11. In the light of the observation of the Honble Apex Court, we find that in the case in hand, the appellant has disclosed their method of valuation to the department on 1.4.2007. The valuation was known to the Department w.e.f. 1.4.2007 and the Department failed to do any positive act to issue show cause notice within one year from the said date, therefore, extended period of limitation is not invokable alleging suppression. Further we find that in the case of Audi Automobiles (supra), this Tribunal has observed as under:-

22. As regards the penalty, however, we find that the learned Advocate is justified in contending that matter being related to the interpretation of the provisions of law and the fact that the Apex Court in Prestige Engineering (India) Ltd., case had taken a particular view on the aspect of expression job work, the appellant, taking shelter of the said decision, was seeking to claim benefit in terms of Rule 6. In the circumstances, we don to find any justification for imposition of penalty in the matter in hand. The impugned order does not disclose consideration of this aspect of the matter.
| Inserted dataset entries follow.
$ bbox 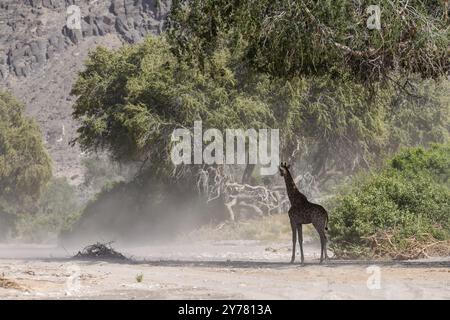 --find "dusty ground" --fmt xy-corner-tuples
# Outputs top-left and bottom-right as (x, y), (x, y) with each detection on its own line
(0, 241), (450, 299)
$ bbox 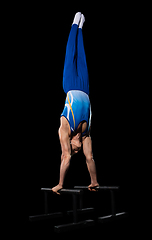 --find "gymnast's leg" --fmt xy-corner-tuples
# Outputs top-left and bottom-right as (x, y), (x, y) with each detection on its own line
(63, 12), (81, 93)
(77, 14), (89, 95)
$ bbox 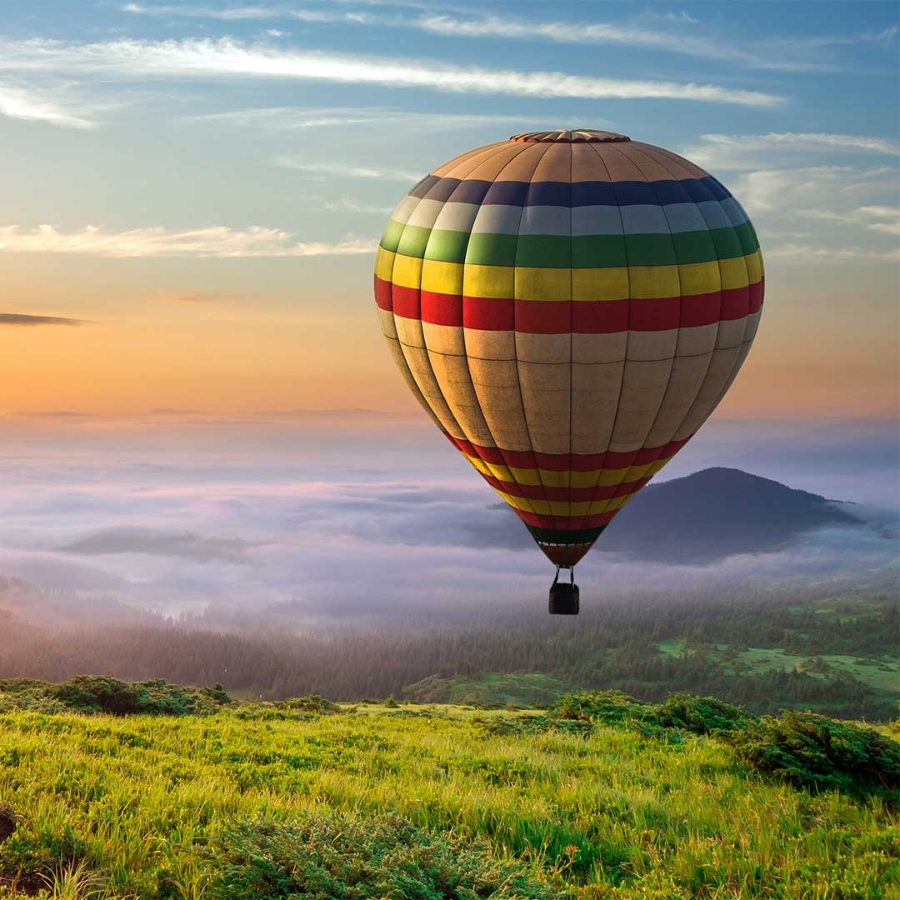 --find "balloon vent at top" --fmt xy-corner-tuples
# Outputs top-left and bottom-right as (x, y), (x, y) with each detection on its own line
(510, 129), (631, 144)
12. In the case of Hyva (India) Pvt. Ltd. (supra), this Tribunal has held as under:-

19. As regards imposition of penalty, we find that prior to 1.4.2007, duty was being paid under Rule 6 of the Valuation Rules red with Section 4(1)(a) of the Central Excise Act and only with effect from 1.4.2007, after insertion of Rule 10Aof the Valuation Rules, 2000, the dispute relating to valuation of goods is raised by the Department. Since the valuation of goods is regarding the interpretation of Rule 10 A and Rule 6 of the Valuation Rules, we find that there cannot be any case for imposition of any penalty. Accordingly, the penalties imposed are set aside. 

13. In the light of the said decisions, we hold that in this case also, the extended period of limitation is not invokable at all. Therefore, the demand pertaining to the period prior to March, 2008 are held as barred by limitation.
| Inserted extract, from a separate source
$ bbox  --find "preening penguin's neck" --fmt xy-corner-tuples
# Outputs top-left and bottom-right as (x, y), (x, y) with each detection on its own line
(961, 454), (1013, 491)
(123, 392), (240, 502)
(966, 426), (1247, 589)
14. In the light of these observations and discussions, the following order is passed :-

(a) The demand for the normal period of limitation is confirmed along with interest;
(b) The demand for the period beyond the normal period of limitation is set aside; and
(c) Penalty is also set aside.

With these observations, the appeal is disposed of.

[Operative part of the order pronounced in the open Court] ( Ashok Jindal ) Member (Judicial) ( B. Ravichandran) Member (Technical) Ckp.